Pour que la prestation des services puisse être efficace, l’aménagement du territoire japonais doit devenir plus compact. Au niveau national, la NSS reconnaît que certaines zones vont, de fait, se dépeupler, même si elle vise à maintenir une large occupation du territoire national. À une plus petite échelle, la Stratégie s’intéresse à la restructuration des territoires urbains et ruraux qui sera nécessaire pour maintenir leur cohésion et l’efficacité de la prestation des services.

Un Japon dans lequel les villes, grandes et petites, verront leur taille diminuer devra être mis en réseau : une meilleure connectivité sera décisive pour maximiser les avantages économiques potentiels de l’agglomération. Des villes et des bourgs mieux connectés, y compris en leur sein, permettront de compenser, dans une certaine mesure, la perte de potentiel d’agglomération qui se produira sous l’effet du recul démographique (et, encore plus, de la contraction de la main-d’œuvre). L’objectif de connectivité s’applique aussi bien aux transports qu’aux communications. Un renforcement de la mise en réseau des individus et des entreprises devrait contribuer à encourager l’innovation et les échanges d’idées, ainsi que de biens et de services.
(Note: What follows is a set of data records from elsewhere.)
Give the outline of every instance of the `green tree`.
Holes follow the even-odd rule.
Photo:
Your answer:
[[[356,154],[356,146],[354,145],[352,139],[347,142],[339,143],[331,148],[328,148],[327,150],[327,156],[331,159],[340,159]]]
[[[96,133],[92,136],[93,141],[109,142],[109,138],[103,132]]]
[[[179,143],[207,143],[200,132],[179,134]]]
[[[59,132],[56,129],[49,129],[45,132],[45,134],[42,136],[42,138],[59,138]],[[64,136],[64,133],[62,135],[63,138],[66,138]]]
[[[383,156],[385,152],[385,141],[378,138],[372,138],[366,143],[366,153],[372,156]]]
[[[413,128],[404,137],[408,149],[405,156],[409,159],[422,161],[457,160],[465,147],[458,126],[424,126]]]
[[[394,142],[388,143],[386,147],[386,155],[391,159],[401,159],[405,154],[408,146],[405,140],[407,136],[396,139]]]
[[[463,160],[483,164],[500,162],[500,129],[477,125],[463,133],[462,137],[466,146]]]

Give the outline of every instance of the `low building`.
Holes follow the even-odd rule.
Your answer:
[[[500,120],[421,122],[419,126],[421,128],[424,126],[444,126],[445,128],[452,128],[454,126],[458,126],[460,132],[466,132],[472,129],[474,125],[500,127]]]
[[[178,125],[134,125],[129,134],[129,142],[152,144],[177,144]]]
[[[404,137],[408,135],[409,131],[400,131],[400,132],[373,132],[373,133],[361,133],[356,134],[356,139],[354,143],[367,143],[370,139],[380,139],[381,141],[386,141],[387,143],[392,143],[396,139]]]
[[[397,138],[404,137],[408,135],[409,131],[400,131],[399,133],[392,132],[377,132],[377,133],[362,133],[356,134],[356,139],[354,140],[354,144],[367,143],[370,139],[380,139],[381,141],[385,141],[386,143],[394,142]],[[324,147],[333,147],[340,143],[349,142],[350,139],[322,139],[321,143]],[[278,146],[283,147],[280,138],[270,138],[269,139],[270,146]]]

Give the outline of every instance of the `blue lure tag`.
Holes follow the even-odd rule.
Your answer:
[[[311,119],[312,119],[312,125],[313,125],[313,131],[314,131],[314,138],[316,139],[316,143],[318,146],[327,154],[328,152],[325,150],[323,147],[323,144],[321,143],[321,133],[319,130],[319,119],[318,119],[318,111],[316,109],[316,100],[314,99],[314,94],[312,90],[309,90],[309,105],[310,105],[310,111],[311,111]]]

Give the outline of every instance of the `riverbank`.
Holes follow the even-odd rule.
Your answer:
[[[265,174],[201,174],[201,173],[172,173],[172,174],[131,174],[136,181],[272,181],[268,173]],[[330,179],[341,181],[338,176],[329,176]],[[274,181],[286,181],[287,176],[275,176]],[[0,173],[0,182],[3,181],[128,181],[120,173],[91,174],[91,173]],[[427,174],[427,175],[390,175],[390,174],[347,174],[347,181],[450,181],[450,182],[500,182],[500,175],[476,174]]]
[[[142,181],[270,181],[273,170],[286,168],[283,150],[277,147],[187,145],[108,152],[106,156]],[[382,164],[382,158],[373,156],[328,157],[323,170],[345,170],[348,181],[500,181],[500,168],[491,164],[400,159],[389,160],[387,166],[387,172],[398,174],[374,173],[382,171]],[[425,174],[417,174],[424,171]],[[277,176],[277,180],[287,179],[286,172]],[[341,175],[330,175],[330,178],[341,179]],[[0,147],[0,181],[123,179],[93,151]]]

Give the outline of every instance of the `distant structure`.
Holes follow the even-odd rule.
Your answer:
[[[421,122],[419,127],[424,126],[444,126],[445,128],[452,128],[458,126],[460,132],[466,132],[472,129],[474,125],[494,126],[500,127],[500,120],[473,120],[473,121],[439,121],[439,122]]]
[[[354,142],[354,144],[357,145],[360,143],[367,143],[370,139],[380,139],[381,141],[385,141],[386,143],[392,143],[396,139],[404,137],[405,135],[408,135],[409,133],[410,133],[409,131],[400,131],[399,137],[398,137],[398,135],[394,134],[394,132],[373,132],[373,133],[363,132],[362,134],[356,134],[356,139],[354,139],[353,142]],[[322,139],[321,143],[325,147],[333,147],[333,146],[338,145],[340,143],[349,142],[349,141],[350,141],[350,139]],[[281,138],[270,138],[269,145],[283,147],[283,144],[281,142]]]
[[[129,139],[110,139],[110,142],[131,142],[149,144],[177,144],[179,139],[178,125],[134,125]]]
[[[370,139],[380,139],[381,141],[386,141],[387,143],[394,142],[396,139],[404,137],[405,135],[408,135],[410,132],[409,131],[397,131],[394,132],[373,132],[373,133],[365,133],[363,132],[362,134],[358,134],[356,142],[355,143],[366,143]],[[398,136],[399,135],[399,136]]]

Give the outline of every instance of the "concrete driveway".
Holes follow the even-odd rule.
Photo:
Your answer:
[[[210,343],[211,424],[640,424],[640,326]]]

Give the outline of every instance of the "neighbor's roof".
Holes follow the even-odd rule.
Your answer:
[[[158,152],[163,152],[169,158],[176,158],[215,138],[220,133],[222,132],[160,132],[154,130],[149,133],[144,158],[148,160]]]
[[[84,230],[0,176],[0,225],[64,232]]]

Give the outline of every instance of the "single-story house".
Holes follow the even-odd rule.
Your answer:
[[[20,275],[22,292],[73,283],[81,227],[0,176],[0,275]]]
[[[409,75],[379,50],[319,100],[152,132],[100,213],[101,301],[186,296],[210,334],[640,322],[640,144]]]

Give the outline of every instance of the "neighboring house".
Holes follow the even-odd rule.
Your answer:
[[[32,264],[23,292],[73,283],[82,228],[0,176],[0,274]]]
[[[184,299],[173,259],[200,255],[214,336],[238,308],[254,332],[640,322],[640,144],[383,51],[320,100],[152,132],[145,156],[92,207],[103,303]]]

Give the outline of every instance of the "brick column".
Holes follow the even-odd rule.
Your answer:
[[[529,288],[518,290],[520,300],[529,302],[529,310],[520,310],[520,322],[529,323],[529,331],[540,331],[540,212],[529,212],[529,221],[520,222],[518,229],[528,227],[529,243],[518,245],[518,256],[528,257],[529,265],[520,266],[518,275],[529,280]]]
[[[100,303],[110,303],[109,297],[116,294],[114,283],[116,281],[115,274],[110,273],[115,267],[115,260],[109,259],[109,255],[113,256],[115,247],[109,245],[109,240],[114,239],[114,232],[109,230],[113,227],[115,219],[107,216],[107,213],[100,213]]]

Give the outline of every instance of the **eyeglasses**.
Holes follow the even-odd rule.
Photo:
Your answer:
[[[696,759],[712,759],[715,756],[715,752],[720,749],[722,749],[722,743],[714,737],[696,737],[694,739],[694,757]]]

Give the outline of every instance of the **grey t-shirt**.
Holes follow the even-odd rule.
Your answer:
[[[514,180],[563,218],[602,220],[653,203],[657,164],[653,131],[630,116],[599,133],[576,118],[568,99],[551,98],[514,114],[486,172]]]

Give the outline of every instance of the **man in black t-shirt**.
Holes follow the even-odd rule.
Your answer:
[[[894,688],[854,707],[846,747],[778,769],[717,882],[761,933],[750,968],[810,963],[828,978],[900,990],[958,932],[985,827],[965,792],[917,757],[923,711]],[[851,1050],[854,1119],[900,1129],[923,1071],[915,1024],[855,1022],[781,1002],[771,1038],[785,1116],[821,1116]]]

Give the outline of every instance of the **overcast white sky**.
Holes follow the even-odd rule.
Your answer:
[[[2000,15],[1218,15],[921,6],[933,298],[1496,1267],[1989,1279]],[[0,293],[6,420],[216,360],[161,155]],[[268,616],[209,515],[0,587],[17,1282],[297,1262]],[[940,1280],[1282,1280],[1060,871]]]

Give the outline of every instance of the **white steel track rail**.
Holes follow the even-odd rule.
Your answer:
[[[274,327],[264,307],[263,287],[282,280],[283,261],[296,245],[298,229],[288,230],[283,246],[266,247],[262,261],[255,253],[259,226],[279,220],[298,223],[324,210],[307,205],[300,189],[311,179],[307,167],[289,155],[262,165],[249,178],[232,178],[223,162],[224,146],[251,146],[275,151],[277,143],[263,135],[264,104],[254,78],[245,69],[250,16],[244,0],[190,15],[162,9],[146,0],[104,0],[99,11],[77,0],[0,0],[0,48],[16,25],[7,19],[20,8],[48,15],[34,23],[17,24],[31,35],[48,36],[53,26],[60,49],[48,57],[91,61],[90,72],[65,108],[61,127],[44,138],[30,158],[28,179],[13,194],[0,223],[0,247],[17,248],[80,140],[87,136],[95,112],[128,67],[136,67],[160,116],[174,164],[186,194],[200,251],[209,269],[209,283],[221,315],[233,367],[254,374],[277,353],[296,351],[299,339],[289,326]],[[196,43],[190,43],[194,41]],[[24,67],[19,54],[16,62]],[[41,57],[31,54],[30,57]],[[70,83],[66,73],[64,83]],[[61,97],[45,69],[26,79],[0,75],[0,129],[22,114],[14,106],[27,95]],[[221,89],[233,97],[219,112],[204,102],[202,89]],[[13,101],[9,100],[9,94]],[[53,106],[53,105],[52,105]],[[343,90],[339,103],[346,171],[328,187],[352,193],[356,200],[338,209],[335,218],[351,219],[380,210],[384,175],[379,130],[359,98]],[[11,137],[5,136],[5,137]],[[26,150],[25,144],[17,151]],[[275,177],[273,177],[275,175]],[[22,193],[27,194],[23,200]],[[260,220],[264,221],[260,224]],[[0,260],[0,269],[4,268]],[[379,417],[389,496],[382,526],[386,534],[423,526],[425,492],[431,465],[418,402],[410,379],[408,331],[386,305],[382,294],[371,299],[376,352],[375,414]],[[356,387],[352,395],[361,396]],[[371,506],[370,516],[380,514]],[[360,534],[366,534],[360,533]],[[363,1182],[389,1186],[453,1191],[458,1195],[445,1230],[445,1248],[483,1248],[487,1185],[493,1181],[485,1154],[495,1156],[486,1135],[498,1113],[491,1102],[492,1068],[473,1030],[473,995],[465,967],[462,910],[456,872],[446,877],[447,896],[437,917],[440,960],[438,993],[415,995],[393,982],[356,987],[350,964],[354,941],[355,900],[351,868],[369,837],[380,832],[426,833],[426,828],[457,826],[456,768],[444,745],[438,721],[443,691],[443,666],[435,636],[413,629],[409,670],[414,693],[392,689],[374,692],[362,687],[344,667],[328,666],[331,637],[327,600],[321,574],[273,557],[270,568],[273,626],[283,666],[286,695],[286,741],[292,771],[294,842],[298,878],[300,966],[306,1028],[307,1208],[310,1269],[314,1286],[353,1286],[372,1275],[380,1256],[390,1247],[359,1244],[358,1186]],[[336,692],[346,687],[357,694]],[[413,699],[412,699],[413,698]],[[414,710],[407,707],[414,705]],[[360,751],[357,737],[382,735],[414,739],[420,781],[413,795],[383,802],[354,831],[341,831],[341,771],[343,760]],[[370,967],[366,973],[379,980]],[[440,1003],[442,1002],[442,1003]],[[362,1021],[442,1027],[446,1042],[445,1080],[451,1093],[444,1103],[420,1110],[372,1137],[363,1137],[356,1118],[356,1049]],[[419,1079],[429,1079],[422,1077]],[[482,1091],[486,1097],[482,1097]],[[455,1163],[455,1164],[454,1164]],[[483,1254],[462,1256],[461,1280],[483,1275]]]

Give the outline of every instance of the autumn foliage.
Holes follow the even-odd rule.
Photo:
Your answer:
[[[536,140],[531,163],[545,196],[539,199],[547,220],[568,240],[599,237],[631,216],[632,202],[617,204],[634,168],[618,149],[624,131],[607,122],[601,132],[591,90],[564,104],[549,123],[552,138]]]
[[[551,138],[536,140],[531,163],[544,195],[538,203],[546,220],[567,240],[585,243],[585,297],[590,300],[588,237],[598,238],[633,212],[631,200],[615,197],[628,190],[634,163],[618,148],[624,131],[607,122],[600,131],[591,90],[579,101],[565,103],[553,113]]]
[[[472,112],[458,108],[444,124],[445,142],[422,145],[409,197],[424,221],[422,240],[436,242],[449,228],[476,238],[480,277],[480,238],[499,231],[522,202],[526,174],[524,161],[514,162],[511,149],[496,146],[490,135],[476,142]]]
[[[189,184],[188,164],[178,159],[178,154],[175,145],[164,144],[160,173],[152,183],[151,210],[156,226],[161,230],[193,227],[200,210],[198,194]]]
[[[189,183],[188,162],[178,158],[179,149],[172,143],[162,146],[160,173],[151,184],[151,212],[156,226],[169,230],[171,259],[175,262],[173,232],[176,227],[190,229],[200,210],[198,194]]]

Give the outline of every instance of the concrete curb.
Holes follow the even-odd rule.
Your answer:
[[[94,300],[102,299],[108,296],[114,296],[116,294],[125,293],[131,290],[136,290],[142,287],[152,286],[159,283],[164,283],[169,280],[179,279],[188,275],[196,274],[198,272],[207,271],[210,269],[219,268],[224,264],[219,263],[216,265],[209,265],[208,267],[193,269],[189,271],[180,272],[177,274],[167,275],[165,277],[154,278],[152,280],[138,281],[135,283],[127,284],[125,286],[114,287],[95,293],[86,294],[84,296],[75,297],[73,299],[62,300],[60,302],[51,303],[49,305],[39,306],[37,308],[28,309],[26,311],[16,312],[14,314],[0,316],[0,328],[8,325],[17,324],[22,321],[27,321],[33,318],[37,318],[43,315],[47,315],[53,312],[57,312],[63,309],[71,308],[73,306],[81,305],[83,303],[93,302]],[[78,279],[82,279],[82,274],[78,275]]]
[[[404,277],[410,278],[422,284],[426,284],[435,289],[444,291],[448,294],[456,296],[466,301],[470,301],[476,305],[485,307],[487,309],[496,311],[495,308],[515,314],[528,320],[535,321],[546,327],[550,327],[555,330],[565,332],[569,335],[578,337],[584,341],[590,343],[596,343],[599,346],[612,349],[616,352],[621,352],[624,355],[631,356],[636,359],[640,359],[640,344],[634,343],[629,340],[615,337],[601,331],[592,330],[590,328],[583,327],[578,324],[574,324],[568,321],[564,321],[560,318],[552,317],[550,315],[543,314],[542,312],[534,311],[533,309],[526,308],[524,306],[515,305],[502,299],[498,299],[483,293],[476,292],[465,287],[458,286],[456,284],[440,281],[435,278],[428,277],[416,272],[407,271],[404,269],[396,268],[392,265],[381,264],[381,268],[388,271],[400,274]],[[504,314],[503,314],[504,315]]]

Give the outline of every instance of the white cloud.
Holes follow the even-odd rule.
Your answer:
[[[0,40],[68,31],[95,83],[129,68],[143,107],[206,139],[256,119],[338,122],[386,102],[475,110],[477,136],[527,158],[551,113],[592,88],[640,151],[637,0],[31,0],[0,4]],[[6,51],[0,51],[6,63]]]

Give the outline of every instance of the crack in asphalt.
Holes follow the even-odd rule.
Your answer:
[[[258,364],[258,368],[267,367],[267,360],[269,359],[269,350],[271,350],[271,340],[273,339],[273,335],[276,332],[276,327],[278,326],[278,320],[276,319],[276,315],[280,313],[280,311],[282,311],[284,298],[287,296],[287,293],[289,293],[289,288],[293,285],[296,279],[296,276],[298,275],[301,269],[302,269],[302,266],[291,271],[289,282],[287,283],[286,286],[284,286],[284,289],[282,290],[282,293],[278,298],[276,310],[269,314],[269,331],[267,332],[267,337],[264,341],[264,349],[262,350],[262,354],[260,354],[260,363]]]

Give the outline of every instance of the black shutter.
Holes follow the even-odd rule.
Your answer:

Ces concepts de compacité et de mise en réseau doivent être appliqués différemment en fonction de l’échelle et des circonstances. Dans les petites villes et les zones rurales, il s’agit de créer des points de prestation de services qui aideront au maintien de collectivités rurales autour de petits centres multifonctionnels (les « petites stations »). Grâce à la mise en réseau, les connexions s’amélioreront entre les hameaux et les petites stations des environs. On y trouvera regroupés des services de base tels que services administratifs, soins de santé, commerces, etc., sur des sites spécifiques desservis par les réseaux de transport, afin qu’ils soient accessibles à la population rurale environnante. Ces petites stations pourront avoir différentes tailles : certaines seront très simples, réduites aux fonctions essentielles, tandis que d’autres, lorsque la population et les ressources le permettront, finiront par faire office de centre local d’innovation, contribuant à établir des passerelles entre activités primaires, secondaires et tertiaires en milieu rural et à encourager la production d’énergies renouvelables. Ces initiatives, et d’autres, visent à promouvoir un certain degré de désurbanisation, dans le cadre d’un effort de déconcentration de l’économie et de l’occupation des sols, en vue de revitaliser les régions rurales et non métropolitaines. De fait, encourager la migration vers la campagne est un but explicite de la NSS, ainsi qu’une priorité centrale pour le nouveau centre gouvernementalde lutte contre la diminution de la population et pour la revitalisation de l’économie locale.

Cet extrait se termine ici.